Deus, que surpresa poderia ser aquela? O que encontraria eu, quando
aquela porta — a porta do destino — se abrisse? Estaria ela ali,
num negligée preto, os lindos seios palpitando por mim? Teria
chegado, enfim, o grande momento? Não passavam, as horas, naquela
tarde. Os pacientes falavam, falavam, uma mulher sendo decapitada em
plena Revolução Francesa, um homem singrando os mares numa
caravela, uma senhora de idade lutando na Guerra Civil americana —
eu nada escutava. Olhava o relógio. Às quatro da tarde não
aguentei mais: anunciei à secretária que as consultas estavam
suspensas e corri para o apartamento dela, a alguns quarteirões
dali. Ao dobrar a esquina da rua, meu coração quase parou.
Ela
vinha saindo do prédio de apartamentos abraçada a um homem, os dois
rindo, felizes. Eu não conhecia o cara, mas nem por um momento tive
dúvidas: era o antigo empregado do pai. Carregava uma mala, dela,
seguramente. Embarcaram num táxi e se foram.
Entrei
no prédio, tomei o elevador, fui até o apartamento que ela
partilhava com uma colega de trabalho. Foi essa moça quem me abriu a
porta. Perguntou se eu era o terapeuta e, diante de minha afirmativa,
anunciou que tinha algo para mim. É da sua ex-paciente, disse, ela
foi embora, não volta mais, mas deixou isto aqui.
Entregou-me
uma carta e uma pasta de cartolina. A carta, escrita apressadamente,
era de despedida — e de agradecimento: a sábia ajuda que eu lhe
tinha dado conduzira-a a um resultado até certo ponto surpreendente.
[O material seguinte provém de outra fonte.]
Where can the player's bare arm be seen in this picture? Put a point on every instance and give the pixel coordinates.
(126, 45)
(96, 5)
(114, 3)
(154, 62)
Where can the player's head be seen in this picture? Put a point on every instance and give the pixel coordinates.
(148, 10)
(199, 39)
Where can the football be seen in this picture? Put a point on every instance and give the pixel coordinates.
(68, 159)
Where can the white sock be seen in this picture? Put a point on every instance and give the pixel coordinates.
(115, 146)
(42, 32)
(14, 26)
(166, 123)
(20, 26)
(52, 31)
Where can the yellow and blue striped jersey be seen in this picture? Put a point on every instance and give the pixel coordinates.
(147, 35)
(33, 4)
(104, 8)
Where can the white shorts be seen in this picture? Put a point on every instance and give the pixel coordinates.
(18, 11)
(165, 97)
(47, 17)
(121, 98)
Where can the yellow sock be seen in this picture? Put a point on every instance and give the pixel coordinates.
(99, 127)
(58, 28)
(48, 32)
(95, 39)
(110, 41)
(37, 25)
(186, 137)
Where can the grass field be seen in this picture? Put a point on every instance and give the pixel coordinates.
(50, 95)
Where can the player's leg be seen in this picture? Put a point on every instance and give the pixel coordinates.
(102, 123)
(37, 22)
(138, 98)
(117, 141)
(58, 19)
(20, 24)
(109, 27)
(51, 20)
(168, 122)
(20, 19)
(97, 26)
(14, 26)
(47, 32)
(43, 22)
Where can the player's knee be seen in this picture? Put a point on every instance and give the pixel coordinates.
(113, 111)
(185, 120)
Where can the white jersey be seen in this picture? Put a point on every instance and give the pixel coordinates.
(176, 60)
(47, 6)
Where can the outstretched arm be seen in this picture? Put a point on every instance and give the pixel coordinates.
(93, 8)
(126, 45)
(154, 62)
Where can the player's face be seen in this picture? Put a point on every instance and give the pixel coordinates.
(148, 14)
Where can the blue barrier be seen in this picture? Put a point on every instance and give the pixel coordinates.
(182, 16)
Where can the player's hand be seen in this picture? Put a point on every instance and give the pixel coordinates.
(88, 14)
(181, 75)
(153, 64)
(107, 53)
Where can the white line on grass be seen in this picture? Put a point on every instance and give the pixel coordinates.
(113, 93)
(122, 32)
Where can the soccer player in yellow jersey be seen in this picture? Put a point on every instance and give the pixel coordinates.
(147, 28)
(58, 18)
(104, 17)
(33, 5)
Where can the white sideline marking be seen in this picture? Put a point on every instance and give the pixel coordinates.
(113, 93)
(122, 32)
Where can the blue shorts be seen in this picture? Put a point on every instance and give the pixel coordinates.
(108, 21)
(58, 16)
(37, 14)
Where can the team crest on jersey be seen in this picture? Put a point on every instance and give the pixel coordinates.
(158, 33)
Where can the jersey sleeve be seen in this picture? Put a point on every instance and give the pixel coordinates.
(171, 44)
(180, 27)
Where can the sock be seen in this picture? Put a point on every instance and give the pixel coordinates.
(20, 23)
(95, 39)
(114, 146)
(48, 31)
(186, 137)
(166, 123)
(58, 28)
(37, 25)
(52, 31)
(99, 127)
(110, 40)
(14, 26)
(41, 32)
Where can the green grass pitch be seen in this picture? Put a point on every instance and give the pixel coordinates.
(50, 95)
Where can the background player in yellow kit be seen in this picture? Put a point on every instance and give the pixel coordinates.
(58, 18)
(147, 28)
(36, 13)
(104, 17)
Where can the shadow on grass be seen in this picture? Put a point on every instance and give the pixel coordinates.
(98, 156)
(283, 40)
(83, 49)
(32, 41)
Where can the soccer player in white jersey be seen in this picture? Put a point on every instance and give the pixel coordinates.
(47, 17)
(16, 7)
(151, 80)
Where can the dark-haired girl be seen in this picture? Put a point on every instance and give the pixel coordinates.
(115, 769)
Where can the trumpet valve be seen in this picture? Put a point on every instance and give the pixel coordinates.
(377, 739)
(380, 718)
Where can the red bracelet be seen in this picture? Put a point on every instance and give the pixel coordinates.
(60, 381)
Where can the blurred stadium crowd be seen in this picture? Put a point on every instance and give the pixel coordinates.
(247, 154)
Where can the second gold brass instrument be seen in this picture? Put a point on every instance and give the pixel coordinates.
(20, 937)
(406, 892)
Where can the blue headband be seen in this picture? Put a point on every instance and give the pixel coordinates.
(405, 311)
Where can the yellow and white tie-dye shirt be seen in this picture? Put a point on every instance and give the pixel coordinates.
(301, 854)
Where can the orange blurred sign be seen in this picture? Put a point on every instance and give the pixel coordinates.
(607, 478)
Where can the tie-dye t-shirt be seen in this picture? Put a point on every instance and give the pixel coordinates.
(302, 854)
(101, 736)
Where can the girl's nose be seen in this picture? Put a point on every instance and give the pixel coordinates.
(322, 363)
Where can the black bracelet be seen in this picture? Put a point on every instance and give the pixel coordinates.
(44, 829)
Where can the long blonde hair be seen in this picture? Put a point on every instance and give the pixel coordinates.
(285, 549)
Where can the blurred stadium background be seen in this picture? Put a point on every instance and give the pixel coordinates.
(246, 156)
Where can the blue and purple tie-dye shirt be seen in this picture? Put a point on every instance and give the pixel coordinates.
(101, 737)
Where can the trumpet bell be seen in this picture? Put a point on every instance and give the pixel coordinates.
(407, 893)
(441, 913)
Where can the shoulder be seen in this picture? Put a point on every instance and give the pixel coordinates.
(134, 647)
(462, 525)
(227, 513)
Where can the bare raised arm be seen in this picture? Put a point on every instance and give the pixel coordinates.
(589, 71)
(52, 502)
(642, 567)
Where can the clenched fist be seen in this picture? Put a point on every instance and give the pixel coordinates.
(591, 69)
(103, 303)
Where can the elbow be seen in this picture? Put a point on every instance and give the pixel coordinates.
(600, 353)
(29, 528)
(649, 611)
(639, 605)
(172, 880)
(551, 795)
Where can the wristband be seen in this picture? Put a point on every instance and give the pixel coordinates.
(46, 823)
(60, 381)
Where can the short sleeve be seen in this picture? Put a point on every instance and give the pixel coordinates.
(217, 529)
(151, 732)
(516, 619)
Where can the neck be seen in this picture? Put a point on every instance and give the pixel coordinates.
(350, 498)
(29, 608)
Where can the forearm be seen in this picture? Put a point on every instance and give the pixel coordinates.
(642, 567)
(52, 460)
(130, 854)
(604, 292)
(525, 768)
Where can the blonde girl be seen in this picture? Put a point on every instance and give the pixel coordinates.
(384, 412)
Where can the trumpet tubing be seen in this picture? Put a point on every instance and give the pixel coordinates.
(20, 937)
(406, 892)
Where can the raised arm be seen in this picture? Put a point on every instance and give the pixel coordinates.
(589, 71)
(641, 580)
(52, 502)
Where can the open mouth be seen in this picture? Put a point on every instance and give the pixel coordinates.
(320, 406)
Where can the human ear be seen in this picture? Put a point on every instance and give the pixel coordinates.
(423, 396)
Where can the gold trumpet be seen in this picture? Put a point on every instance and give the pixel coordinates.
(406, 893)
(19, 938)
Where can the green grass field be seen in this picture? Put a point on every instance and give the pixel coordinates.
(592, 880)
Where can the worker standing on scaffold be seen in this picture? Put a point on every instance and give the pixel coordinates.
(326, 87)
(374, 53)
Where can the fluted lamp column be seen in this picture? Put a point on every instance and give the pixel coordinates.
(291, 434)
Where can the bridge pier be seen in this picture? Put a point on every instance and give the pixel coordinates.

A raiva que sentia pelo rapaz que a trocara pela irmã desfizera-se
por completo e o antigo amor renascera: ele era o seu rei, o monarca
com quem sonhara.
Quanto
à pasta de cartolina, continha a história que havia escrito baseada
em sua viagem ao passado. Dedicava-a a mim; eu estava autorizado a
fazer com a narrativa o que desejasse. Desde que não mencionasse seu
nome, poderia, inclusive, divulgá-la.